A storage cluster is born

It is time to add space to our VMware cluster for storage of VMs for our customers.

We started initially using Compellent SAN storage. Worked well, had a lot of space, but the performance was not what I was looking for (it is all SATA based), using F/C is far more complicated than we need for this project, and just plain expensive to upgrade (adding a shelf of 16 450GB SAS disks is more expensive than the solution presented here).

Spin forward a few months, I took one of our older NetApp FAS270c systems and ripped out the 73GB 10K disks, went to eBay and purchased 2 shelves of 300GB 10K F/C disks and after an afternoon of shuffling we had ourselves a cluster for storage. Performance is absolutely great (and predictable). Expanding it? Expensive, just like the Compellent, and I also wanted to investigate some of the new things that can be done with storage, like inline (and synchronous) compression and data deduplication.

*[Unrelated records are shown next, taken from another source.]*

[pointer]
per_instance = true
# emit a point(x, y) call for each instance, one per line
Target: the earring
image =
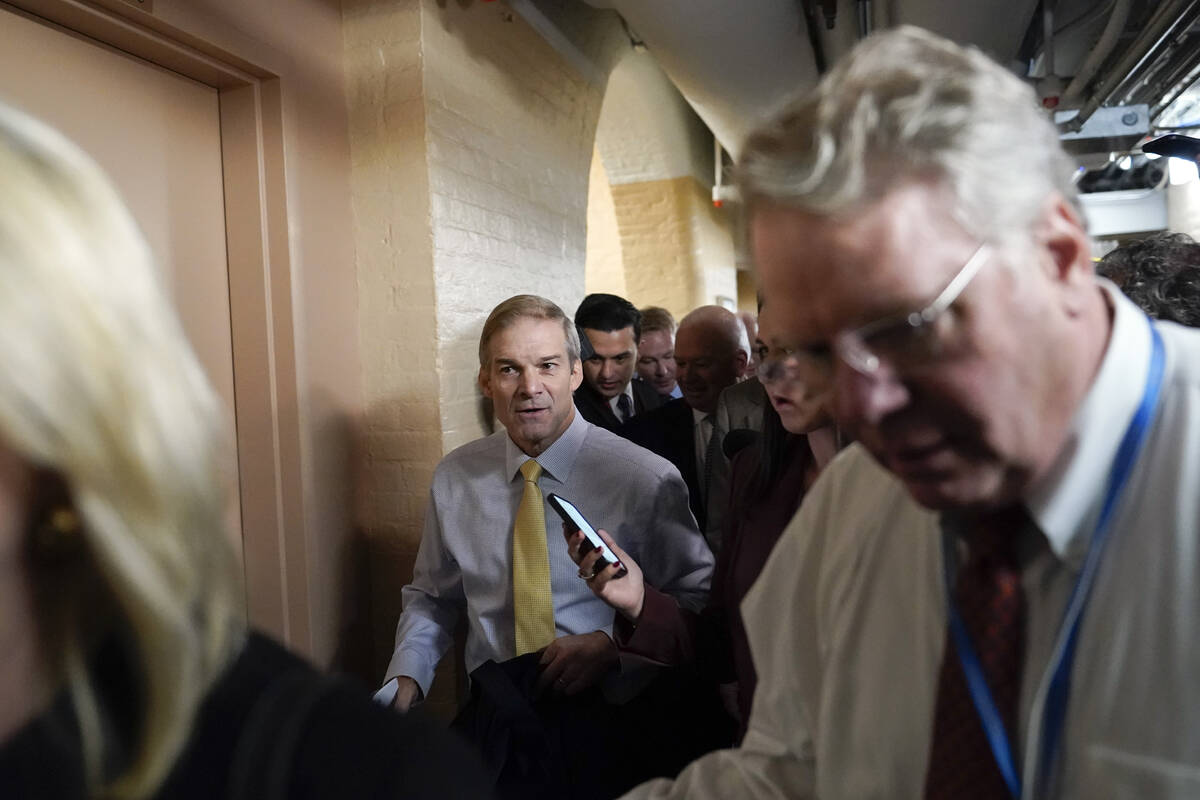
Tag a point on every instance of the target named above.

History lesson: Years and years ago I did a lot with Solaris and I have kept my feet wet playing with OpenSolaris and ZFS. I won’t bore you with the great details of why ZFS is the shit (links at the bottom of the post) or why Solaris needs to live on forever (because no one can thread at the kernel level like Solaris), but I will tell you that using Solaris (or OpenSolaris) with ZFS is a combination that is very tough to beat. So last year I used the Sun Try-and-Buy program to test out a 7110 and I absolutely loved the interface, and the price drop that occurred while I had it! But someone within Sun decided that no, as a TaB customer the new pricing is not available. I was floored by this. I shipped back the 7110, and anyway, I really wanted a cluster, not a single head, single JBOD enclosure.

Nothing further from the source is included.